How much do you trust your gut and how much are you influenced by others?
You know when you make a “gut decision” and you just know you’re right? You can even analyze it and prove it wrong statistically, rationally or even logically but you know you’re doing the right thing.
Here’s my day:
- Fired client (I didn’t want).
- Shut down a hosting server.
- Held onto a client (I wanted).
- Updated billing and deposits to new bank account (and closed the old business account).
- Worked with illustrator on next book.
It’s all geared towards the future–and shutting down the past. It feels so good I get the chills (no, really). Sure, you could say that if you ate ice cream and played Parcheesi all day, you might feel great, too. But it’s not sustainable. That’s not your deep passion that drives you to do better, to be better.
I suppose this might sound fanatic. Like it’s OK for someone to do something horrible if they are really passionate about it. But I suppose I’m just not talking about something bad, it’s all good. It’s all for the better, it’s improvement, it’s joy, it’s fun, it’s play. I even have a hard time understanding “bad” at the point where I am. I can’t even understand (most of) the news. Maybe I’m just on cloud nine.
But is that so bad? If I’m on cloud nine and I pull a couple people up who are trying to get up here, that’s just more good up here and maybe that could influence some of the bad.

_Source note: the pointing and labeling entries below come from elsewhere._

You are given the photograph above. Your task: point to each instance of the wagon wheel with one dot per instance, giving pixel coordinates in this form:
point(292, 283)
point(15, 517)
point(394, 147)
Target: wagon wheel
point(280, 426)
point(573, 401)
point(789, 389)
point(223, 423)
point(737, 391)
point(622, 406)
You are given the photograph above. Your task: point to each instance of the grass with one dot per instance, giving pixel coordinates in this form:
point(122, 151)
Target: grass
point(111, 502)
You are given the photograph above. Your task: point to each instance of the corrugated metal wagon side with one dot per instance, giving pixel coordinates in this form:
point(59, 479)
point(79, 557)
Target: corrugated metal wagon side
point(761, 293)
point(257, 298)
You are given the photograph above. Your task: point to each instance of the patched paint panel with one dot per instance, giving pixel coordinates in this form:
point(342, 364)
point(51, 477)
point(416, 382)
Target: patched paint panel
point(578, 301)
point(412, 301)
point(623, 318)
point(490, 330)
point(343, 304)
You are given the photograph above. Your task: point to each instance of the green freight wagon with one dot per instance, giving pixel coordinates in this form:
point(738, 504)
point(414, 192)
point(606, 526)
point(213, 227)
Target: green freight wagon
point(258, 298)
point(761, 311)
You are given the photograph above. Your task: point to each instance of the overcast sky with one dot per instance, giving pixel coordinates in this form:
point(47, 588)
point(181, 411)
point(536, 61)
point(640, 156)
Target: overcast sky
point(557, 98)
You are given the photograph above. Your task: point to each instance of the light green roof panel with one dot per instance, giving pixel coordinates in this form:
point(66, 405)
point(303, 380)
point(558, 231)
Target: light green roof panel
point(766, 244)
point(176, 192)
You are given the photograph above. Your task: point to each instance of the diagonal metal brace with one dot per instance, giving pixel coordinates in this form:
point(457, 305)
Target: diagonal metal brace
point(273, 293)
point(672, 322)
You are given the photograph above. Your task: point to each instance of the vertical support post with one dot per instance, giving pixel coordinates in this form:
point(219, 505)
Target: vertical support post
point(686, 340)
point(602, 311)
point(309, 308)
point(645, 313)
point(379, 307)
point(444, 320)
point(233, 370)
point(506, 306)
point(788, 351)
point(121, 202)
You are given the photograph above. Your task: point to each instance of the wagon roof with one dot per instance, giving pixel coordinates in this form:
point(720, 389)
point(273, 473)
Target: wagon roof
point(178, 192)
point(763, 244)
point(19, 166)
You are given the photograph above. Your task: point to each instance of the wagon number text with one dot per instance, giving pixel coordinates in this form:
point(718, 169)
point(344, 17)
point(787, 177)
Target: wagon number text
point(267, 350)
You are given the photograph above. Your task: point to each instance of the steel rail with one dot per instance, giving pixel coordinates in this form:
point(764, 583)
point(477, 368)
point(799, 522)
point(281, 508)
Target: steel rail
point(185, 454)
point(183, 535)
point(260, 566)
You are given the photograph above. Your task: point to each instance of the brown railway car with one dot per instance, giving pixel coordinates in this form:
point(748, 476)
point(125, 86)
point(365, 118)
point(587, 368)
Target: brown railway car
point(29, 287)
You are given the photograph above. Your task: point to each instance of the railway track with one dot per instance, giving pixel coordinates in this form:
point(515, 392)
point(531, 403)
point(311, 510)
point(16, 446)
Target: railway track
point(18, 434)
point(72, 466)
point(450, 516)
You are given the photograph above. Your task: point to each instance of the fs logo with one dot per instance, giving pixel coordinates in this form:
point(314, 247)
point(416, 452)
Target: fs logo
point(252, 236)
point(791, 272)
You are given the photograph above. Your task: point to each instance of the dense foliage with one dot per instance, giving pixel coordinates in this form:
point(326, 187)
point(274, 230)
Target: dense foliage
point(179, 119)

In fact, I oddly feel that I can understand fanatics (or, unfortunately, extremists) better now. I know I’m on the right path and it’s going to be quite hard to even nudge me off of it. I could see how if I were heading down a negative path how people could have a problem with that. Or down a path that people thought wasn’t right or good or, well, what they thought was right or good.
I started this post with a smile because what I’m doing these days is just plain making me so happy. My point was going to be about how if it felt right, then you should do that or pursue what helps make you feel so good. But where is the guideline? Who says what’s right and wrong or the good or bad path to be passionate about?
I’m writing children’s books. What if I was passionate about ______________ ? I’m not even going to say something. Just fill in the blank for what you think would be a bad path to head down. I think it’s a good idea, it feels good, I’m helping people, I’m improving my relationship with my kids (and pretty much everyone around them–and me).
But what if someone is a passionate believer in something bad? Maybe my passionate belief in something good can duke it out and we’ll see who “wins.” Maybe I’ll just keep going forward and not dwell on it.